Mass Change of Widget Behaviour

Hello. I’m new to this although I have experience with Camelot Pro and VST Live… sorry….

I have just updated one of my MIDI controllers and now have relative mode for the encoders. It works really well. However, I now have 50 rackspaces each with 4 (volume) mixer widgets that I need to change the behaviour of (catch to jump).

Is there anyway to effect a mass change or am I stuck with editing each widget on each rackspace?

Thanks…

If you have GP Pro, the Rig Manager is the way to manage this kind of thing. If you didn’t actually leverage Rig Manager from the beginning it’s a little more tricky but it can still be done if you still have access to your original controller

  1. Plugin your original controller - if you then look at the MIDI section for each widget, they should show they’re mapped to that controller (assuming that’s what you did originally

  2. Open Rig Manager and create a new alias for the port where your (old) controller is displayed. Call the alias anything you want, for example “MyKeyboard” if you only have one or “Upper” if you have two, one above the other etc.

  3. For each widget on the original controller, add a new MIDI Control Alias, e.g, Slider1, Slider2, Knob1, … etc

  4. Using the menu to the right of each alias and learn the widget from your MIDI controller. This should result in the same device and MIDI message type as was specified for individual widgets in your rackspaces.

  5. When you’re done, press Apply and then save the rig.

If you now look at the MIDI setting for widgets in your various rackspaces, they should now display those alias names rather than the raw device MIDI message

  1. Now plugin your new controller

  2. On the left column of the Rig Manager (“MIDI Device Aliases”), click the menu button beside the alias you created, (e.g, MyKeyboard) and learn the new controller

  3. Now, on the right hand side, click the button for each control and learn the new message. Also, by clicking on the that button, there should be a “Control Mode” setting which you can define to Relative.

Now, all your widgets should be mapped properly and also use the new control mode.

He has Gig Performer 5 Pro for Windows.

More information about the Rig Manager: Rig Manager [resources]

Thanks for your response. I did leverage rig manager from the outset but that only partially helps.

It’s down to the behaviour settings for the widget. Not the association with the controller. The new controller allows its encoders to be set to relative mode. For it to work well with GP, I need to change the behaviour of the widget from ‘catch’ to ‘jump’. I did use rig manager to default the widgets to relative mode on GF but it doesn’t include the movement behaviour.

regards.

Oh, I misunderstood – yeah, the “jump/catch” isn’t defined by the rig manager, although perhaps it should be.

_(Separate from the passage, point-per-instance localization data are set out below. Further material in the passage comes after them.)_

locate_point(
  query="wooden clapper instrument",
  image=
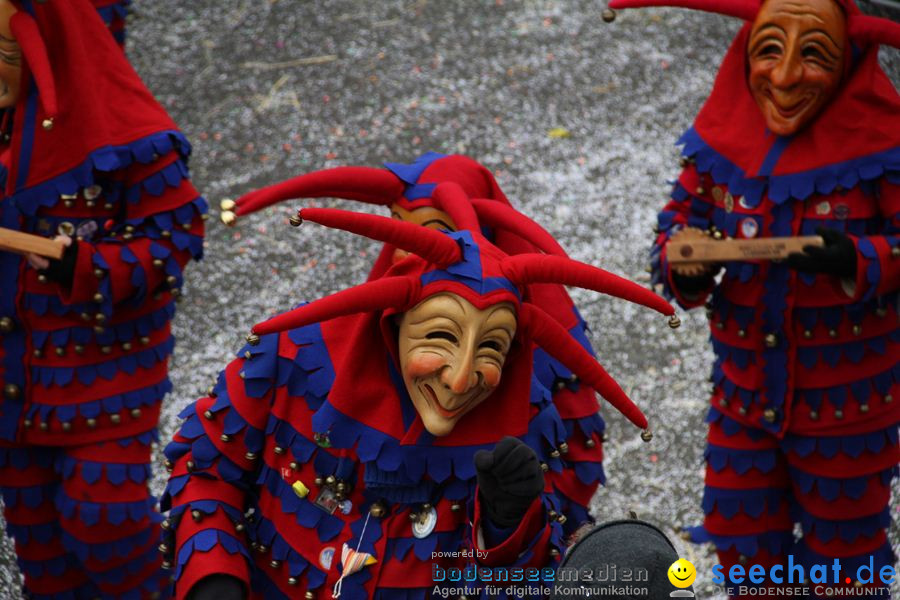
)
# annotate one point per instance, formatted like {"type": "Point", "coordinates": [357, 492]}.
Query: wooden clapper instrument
{"type": "Point", "coordinates": [23, 243]}
{"type": "Point", "coordinates": [690, 249]}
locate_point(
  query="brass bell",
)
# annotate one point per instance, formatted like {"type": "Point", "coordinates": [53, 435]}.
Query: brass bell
{"type": "Point", "coordinates": [228, 218]}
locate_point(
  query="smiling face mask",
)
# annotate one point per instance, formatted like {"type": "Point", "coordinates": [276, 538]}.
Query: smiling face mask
{"type": "Point", "coordinates": [796, 58]}
{"type": "Point", "coordinates": [451, 356]}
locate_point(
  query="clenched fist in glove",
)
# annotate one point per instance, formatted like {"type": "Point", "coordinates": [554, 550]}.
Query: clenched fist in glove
{"type": "Point", "coordinates": [837, 257]}
{"type": "Point", "coordinates": [509, 479]}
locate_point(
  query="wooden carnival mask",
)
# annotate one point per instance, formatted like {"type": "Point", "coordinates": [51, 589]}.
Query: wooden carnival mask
{"type": "Point", "coordinates": [451, 356]}
{"type": "Point", "coordinates": [796, 59]}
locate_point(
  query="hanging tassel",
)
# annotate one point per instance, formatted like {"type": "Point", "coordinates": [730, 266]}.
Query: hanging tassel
{"type": "Point", "coordinates": [353, 561]}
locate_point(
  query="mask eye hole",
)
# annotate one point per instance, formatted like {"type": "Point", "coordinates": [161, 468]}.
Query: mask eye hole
{"type": "Point", "coordinates": [441, 335]}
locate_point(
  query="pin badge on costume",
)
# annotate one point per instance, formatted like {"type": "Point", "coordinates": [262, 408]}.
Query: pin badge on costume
{"type": "Point", "coordinates": [425, 524]}
{"type": "Point", "coordinates": [327, 501]}
{"type": "Point", "coordinates": [326, 557]}
{"type": "Point", "coordinates": [749, 227]}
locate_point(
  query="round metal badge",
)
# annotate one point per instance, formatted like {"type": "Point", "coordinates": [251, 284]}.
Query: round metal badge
{"type": "Point", "coordinates": [749, 227]}
{"type": "Point", "coordinates": [326, 557]}
{"type": "Point", "coordinates": [425, 524]}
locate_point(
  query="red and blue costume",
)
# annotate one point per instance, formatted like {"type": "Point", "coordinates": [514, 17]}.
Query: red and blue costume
{"type": "Point", "coordinates": [317, 399]}
{"type": "Point", "coordinates": [806, 382]}
{"type": "Point", "coordinates": [83, 367]}
{"type": "Point", "coordinates": [114, 13]}
{"type": "Point", "coordinates": [410, 187]}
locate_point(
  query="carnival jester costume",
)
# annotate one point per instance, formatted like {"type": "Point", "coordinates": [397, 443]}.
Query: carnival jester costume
{"type": "Point", "coordinates": [800, 135]}
{"type": "Point", "coordinates": [87, 155]}
{"type": "Point", "coordinates": [340, 450]}
{"type": "Point", "coordinates": [407, 190]}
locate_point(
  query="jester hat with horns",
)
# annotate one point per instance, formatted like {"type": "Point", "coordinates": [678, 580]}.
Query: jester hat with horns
{"type": "Point", "coordinates": [729, 139]}
{"type": "Point", "coordinates": [468, 265]}
{"type": "Point", "coordinates": [81, 107]}
{"type": "Point", "coordinates": [412, 186]}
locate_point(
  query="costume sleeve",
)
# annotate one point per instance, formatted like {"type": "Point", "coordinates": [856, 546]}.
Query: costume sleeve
{"type": "Point", "coordinates": [159, 228]}
{"type": "Point", "coordinates": [878, 256]}
{"type": "Point", "coordinates": [214, 461]}
{"type": "Point", "coordinates": [690, 206]}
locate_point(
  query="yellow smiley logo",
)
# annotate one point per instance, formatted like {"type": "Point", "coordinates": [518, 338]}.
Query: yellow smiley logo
{"type": "Point", "coordinates": [682, 573]}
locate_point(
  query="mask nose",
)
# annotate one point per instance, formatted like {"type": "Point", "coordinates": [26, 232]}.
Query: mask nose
{"type": "Point", "coordinates": [460, 378]}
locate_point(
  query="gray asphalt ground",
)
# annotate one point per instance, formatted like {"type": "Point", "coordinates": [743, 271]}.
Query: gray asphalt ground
{"type": "Point", "coordinates": [267, 89]}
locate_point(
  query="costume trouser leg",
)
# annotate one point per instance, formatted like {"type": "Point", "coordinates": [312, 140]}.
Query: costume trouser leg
{"type": "Point", "coordinates": [103, 514]}
{"type": "Point", "coordinates": [841, 489]}
{"type": "Point", "coordinates": [746, 500]}
{"type": "Point", "coordinates": [838, 488]}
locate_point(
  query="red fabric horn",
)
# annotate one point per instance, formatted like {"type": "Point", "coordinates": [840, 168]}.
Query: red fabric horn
{"type": "Point", "coordinates": [551, 336]}
{"type": "Point", "coordinates": [874, 30]}
{"type": "Point", "coordinates": [381, 294]}
{"type": "Point", "coordinates": [366, 184]}
{"type": "Point", "coordinates": [451, 198]}
{"type": "Point", "coordinates": [501, 216]}
{"type": "Point", "coordinates": [434, 246]}
{"type": "Point", "coordinates": [742, 9]}
{"type": "Point", "coordinates": [26, 32]}
{"type": "Point", "coordinates": [538, 268]}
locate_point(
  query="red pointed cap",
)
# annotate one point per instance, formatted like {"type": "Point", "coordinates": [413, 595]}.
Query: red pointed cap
{"type": "Point", "coordinates": [28, 36]}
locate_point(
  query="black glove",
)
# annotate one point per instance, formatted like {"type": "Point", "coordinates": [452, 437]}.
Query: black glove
{"type": "Point", "coordinates": [837, 257]}
{"type": "Point", "coordinates": [218, 587]}
{"type": "Point", "coordinates": [62, 271]}
{"type": "Point", "coordinates": [693, 284]}
{"type": "Point", "coordinates": [509, 479]}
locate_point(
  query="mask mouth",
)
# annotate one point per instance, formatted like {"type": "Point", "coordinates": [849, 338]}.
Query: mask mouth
{"type": "Point", "coordinates": [791, 110]}
{"type": "Point", "coordinates": [429, 392]}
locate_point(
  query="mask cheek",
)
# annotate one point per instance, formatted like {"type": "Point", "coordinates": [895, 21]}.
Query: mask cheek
{"type": "Point", "coordinates": [422, 364]}
{"type": "Point", "coordinates": [491, 375]}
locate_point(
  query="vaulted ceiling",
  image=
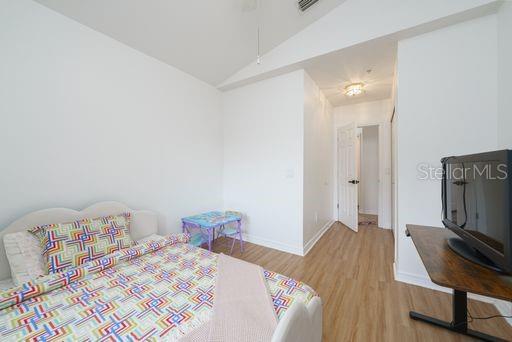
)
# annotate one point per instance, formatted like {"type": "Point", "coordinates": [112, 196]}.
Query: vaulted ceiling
{"type": "Point", "coordinates": [208, 39]}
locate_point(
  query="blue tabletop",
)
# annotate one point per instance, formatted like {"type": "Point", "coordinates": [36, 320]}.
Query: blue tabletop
{"type": "Point", "coordinates": [212, 219]}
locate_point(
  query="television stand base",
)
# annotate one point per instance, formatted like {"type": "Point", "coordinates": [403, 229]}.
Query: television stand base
{"type": "Point", "coordinates": [458, 245]}
{"type": "Point", "coordinates": [459, 324]}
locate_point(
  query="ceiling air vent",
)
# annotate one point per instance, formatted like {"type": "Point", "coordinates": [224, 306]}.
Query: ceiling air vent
{"type": "Point", "coordinates": [305, 4]}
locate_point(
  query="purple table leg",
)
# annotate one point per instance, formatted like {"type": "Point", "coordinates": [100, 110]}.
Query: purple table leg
{"type": "Point", "coordinates": [239, 223]}
{"type": "Point", "coordinates": [210, 238]}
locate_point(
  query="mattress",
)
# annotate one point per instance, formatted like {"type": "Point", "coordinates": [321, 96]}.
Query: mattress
{"type": "Point", "coordinates": [156, 290]}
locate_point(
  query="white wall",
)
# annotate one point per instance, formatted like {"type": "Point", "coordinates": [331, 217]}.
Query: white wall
{"type": "Point", "coordinates": [447, 106]}
{"type": "Point", "coordinates": [85, 118]}
{"type": "Point", "coordinates": [505, 75]}
{"type": "Point", "coordinates": [365, 114]}
{"type": "Point", "coordinates": [263, 166]}
{"type": "Point", "coordinates": [318, 163]}
{"type": "Point", "coordinates": [369, 181]}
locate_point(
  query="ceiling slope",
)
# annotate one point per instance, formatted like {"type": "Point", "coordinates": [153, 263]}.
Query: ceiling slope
{"type": "Point", "coordinates": [210, 40]}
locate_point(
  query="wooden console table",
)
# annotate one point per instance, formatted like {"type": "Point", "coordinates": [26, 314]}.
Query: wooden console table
{"type": "Point", "coordinates": [448, 269]}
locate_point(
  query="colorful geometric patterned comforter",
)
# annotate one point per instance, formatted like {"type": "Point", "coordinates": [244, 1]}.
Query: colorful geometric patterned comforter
{"type": "Point", "coordinates": [160, 290]}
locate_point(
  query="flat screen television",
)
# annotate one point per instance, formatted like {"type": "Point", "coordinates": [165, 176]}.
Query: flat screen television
{"type": "Point", "coordinates": [477, 206]}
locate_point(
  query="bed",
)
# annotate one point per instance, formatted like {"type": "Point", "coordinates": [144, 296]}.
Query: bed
{"type": "Point", "coordinates": [162, 288]}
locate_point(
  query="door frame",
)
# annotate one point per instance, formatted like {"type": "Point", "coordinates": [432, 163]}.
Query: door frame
{"type": "Point", "coordinates": [357, 131]}
{"type": "Point", "coordinates": [384, 213]}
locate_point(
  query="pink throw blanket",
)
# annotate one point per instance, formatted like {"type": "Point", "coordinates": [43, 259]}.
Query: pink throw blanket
{"type": "Point", "coordinates": [242, 308]}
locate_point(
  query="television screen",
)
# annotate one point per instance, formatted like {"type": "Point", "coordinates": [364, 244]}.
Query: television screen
{"type": "Point", "coordinates": [476, 200]}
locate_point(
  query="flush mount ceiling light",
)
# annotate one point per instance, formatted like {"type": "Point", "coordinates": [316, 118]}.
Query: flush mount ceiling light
{"type": "Point", "coordinates": [354, 89]}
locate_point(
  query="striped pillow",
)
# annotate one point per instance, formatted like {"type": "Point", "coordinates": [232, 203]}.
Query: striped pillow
{"type": "Point", "coordinates": [72, 244]}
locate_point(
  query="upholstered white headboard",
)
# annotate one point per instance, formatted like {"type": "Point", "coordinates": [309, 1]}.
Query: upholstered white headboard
{"type": "Point", "coordinates": [143, 223]}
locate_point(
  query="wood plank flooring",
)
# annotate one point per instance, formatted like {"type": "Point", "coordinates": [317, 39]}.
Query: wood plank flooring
{"type": "Point", "coordinates": [353, 274]}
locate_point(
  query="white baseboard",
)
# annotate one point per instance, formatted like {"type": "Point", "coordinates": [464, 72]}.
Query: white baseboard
{"type": "Point", "coordinates": [309, 245]}
{"type": "Point", "coordinates": [297, 250]}
{"type": "Point", "coordinates": [503, 307]}
{"type": "Point", "coordinates": [368, 212]}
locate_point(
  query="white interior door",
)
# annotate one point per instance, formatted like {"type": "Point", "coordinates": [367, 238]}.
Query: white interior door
{"type": "Point", "coordinates": [347, 176]}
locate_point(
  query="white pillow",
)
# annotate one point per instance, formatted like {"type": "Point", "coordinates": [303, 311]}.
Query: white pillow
{"type": "Point", "coordinates": [152, 237]}
{"type": "Point", "coordinates": [25, 256]}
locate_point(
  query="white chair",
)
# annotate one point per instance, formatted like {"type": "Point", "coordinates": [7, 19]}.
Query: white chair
{"type": "Point", "coordinates": [301, 323]}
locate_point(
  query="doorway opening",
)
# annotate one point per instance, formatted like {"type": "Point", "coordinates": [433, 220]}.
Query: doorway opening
{"type": "Point", "coordinates": [368, 199]}
{"type": "Point", "coordinates": [361, 165]}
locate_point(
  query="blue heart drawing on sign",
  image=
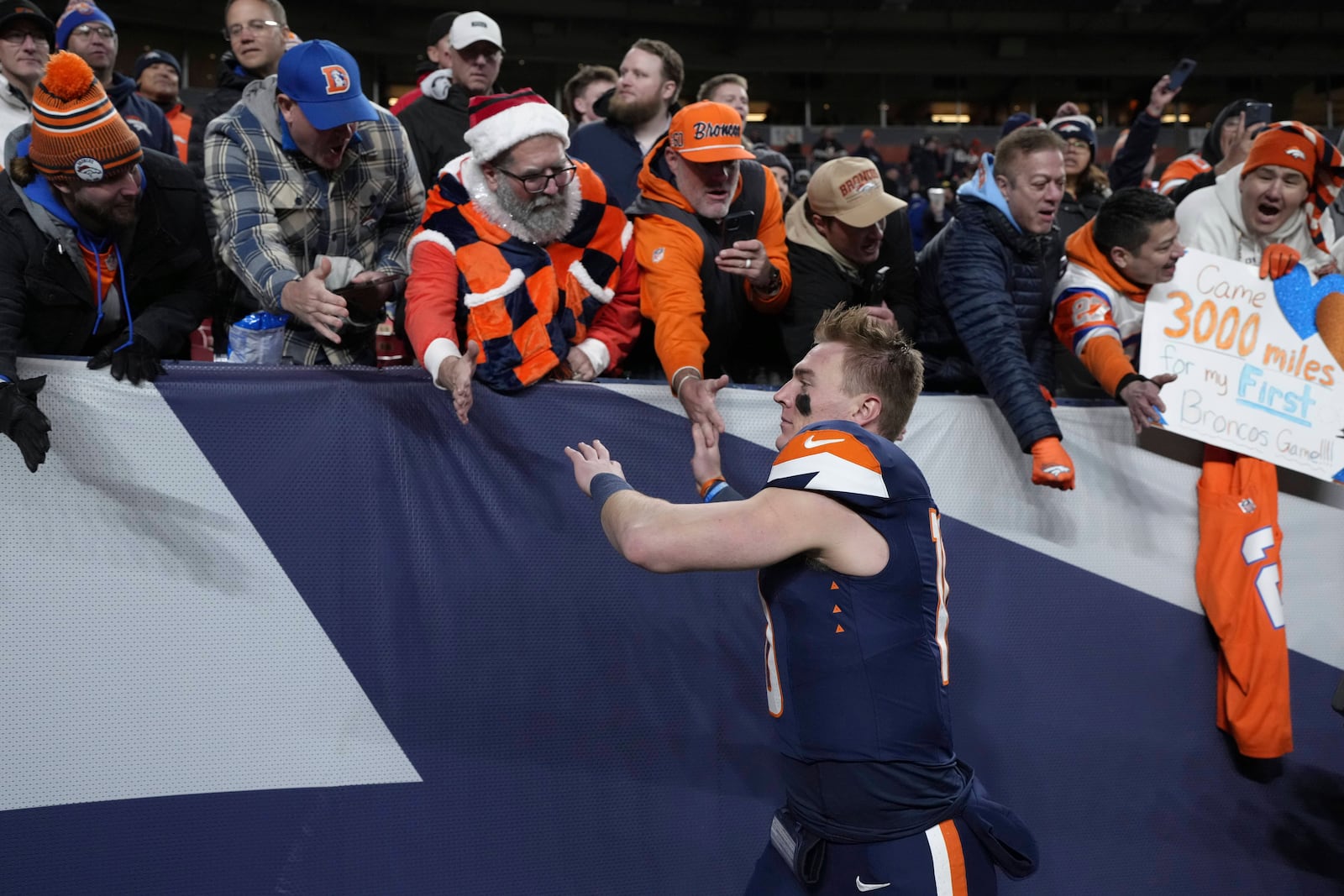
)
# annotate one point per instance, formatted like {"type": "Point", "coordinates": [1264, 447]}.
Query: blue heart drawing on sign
{"type": "Point", "coordinates": [1299, 297]}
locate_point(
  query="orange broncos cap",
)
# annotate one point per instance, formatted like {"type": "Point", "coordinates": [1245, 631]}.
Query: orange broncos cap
{"type": "Point", "coordinates": [707, 132]}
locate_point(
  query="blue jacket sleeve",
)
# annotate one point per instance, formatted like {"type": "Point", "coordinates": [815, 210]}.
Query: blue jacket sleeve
{"type": "Point", "coordinates": [974, 281]}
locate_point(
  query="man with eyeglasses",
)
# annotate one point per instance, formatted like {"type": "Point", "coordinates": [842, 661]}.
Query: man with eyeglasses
{"type": "Point", "coordinates": [474, 49]}
{"type": "Point", "coordinates": [104, 249]}
{"type": "Point", "coordinates": [26, 38]}
{"type": "Point", "coordinates": [87, 31]}
{"type": "Point", "coordinates": [312, 190]}
{"type": "Point", "coordinates": [523, 268]}
{"type": "Point", "coordinates": [255, 34]}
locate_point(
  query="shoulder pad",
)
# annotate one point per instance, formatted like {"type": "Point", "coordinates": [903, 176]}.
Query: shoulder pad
{"type": "Point", "coordinates": [835, 458]}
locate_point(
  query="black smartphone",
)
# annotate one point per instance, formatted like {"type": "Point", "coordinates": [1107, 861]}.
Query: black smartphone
{"type": "Point", "coordinates": [371, 295]}
{"type": "Point", "coordinates": [739, 224]}
{"type": "Point", "coordinates": [1260, 113]}
{"type": "Point", "coordinates": [1180, 73]}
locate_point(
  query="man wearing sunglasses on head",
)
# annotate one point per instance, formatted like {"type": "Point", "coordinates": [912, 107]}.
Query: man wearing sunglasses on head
{"type": "Point", "coordinates": [87, 31]}
{"type": "Point", "coordinates": [523, 268]}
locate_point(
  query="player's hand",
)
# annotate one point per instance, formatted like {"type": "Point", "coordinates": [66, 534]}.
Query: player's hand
{"type": "Point", "coordinates": [1146, 407]}
{"type": "Point", "coordinates": [696, 396]}
{"type": "Point", "coordinates": [581, 365]}
{"type": "Point", "coordinates": [746, 258]}
{"type": "Point", "coordinates": [1052, 465]}
{"type": "Point", "coordinates": [454, 374]}
{"type": "Point", "coordinates": [1277, 259]}
{"type": "Point", "coordinates": [309, 300]}
{"type": "Point", "coordinates": [591, 459]}
{"type": "Point", "coordinates": [705, 459]}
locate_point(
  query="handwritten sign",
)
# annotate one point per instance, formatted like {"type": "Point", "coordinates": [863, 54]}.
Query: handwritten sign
{"type": "Point", "coordinates": [1260, 364]}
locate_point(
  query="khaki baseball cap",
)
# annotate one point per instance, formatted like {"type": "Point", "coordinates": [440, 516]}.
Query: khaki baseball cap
{"type": "Point", "coordinates": [851, 190]}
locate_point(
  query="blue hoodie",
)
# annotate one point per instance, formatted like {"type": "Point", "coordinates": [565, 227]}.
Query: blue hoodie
{"type": "Point", "coordinates": [39, 192]}
{"type": "Point", "coordinates": [983, 187]}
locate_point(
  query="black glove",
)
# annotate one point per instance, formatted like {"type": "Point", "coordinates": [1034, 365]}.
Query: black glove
{"type": "Point", "coordinates": [24, 422]}
{"type": "Point", "coordinates": [138, 362]}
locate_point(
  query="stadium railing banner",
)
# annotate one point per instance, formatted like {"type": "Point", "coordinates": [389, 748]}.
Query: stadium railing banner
{"type": "Point", "coordinates": [277, 631]}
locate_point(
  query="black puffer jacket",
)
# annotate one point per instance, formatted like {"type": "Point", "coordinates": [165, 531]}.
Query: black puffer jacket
{"type": "Point", "coordinates": [233, 78]}
{"type": "Point", "coordinates": [47, 304]}
{"type": "Point", "coordinates": [436, 128]}
{"type": "Point", "coordinates": [984, 315]}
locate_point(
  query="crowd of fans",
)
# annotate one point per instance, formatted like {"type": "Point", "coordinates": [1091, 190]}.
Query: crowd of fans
{"type": "Point", "coordinates": [638, 234]}
{"type": "Point", "coordinates": [632, 235]}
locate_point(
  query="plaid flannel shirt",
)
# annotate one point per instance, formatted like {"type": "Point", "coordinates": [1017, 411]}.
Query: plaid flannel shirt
{"type": "Point", "coordinates": [276, 210]}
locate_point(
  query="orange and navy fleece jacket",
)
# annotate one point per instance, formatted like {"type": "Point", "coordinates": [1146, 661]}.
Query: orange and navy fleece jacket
{"type": "Point", "coordinates": [1097, 313]}
{"type": "Point", "coordinates": [524, 304]}
{"type": "Point", "coordinates": [671, 255]}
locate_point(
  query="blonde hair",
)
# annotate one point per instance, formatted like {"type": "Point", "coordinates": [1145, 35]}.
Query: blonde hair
{"type": "Point", "coordinates": [879, 359]}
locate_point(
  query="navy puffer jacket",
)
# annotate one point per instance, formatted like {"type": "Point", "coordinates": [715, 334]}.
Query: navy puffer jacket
{"type": "Point", "coordinates": [984, 309]}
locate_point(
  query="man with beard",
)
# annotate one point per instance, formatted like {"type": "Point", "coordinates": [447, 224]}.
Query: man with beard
{"type": "Point", "coordinates": [535, 249]}
{"type": "Point", "coordinates": [255, 33]}
{"type": "Point", "coordinates": [26, 38]}
{"type": "Point", "coordinates": [102, 248]}
{"type": "Point", "coordinates": [638, 116]}
{"type": "Point", "coordinates": [87, 31]}
{"type": "Point", "coordinates": [313, 190]}
{"type": "Point", "coordinates": [474, 51]}
{"type": "Point", "coordinates": [158, 76]}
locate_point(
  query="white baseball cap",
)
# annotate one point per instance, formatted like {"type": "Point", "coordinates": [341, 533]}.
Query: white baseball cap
{"type": "Point", "coordinates": [472, 27]}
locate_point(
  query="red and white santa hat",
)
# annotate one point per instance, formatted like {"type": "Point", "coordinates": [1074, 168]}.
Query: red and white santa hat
{"type": "Point", "coordinates": [504, 120]}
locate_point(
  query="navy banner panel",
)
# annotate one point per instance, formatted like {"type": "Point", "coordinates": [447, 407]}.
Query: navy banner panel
{"type": "Point", "coordinates": [582, 727]}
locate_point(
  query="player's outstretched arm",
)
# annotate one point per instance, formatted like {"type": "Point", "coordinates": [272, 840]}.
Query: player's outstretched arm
{"type": "Point", "coordinates": [773, 526]}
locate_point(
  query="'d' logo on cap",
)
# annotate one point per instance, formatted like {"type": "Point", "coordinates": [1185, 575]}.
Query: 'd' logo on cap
{"type": "Point", "coordinates": [338, 80]}
{"type": "Point", "coordinates": [89, 170]}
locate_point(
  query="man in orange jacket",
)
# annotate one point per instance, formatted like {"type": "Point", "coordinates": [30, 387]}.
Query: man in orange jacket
{"type": "Point", "coordinates": [522, 269]}
{"type": "Point", "coordinates": [709, 235]}
{"type": "Point", "coordinates": [1113, 262]}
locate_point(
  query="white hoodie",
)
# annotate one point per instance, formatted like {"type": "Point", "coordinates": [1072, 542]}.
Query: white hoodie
{"type": "Point", "coordinates": [1211, 221]}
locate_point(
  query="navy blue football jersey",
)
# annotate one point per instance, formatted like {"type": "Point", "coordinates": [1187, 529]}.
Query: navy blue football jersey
{"type": "Point", "coordinates": [858, 665]}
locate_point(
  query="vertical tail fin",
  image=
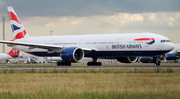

The only other way to do it is completely unsupported - you could edit the gig file and change the attribute

widgetMoveBehavior=“0” to

widgetMoveBehavior=“1”

in all the <widget tags.

But don’t do this unless you really know what you’re doing (i.e, you understand editors and XML files) because we will not support any issues that occurred as a consequence of a user editing an XML file

Thanks. I thought that may be the way and I have had experience in the past. By the time I’ve got something, I could probably just edit them manually. Good to know we have this kind of flexibility if really needed.

Really enjoying using the software. I’ve invested about five months getting Camelot Pro and/or VST Live working the way I need. Don’t know how I overlooked GP.

Regards, Tim

What was not working for you in Camelot Pro or VST Live?

For both really, it was consistent control, particularly volumes across a set. Lots of other little things as well. I could probably have got there with CP but I jumped ship to VSTL as I thought Steinberg’s long term experience would mean a more robust setup. In the end, it was lack of support for relative encoder control that made me look at GP.
In fairness to both of them, support is very good but they have a long list of mods to make and only so much resource to do it. Being totally new to VST hosting, I learnt a lot in the process of working with CP and VSTL which made GP an easy set up from the start. So far, the only thing I’m missing is the ability to embed a PDF in the song and have it ported to a tablet. Currently, the same footswitch that switches song parts in GP also send a message to Forscore to the change the musical notation.

If I have any equipment failure at gigs, my iPad will step in using Camelot Pro and a few VSTs I have loaded. Just to get by.

Are you on Mac?

It’s much better to just send a single message to Gig Performer and then let GP send the message to forscore. For example, when you switch to a song part, let the song part send the PC change to forscore

If you do it that way, then you’re always in sync. If you select a song part by clicking with your mouse, the sheet music will change.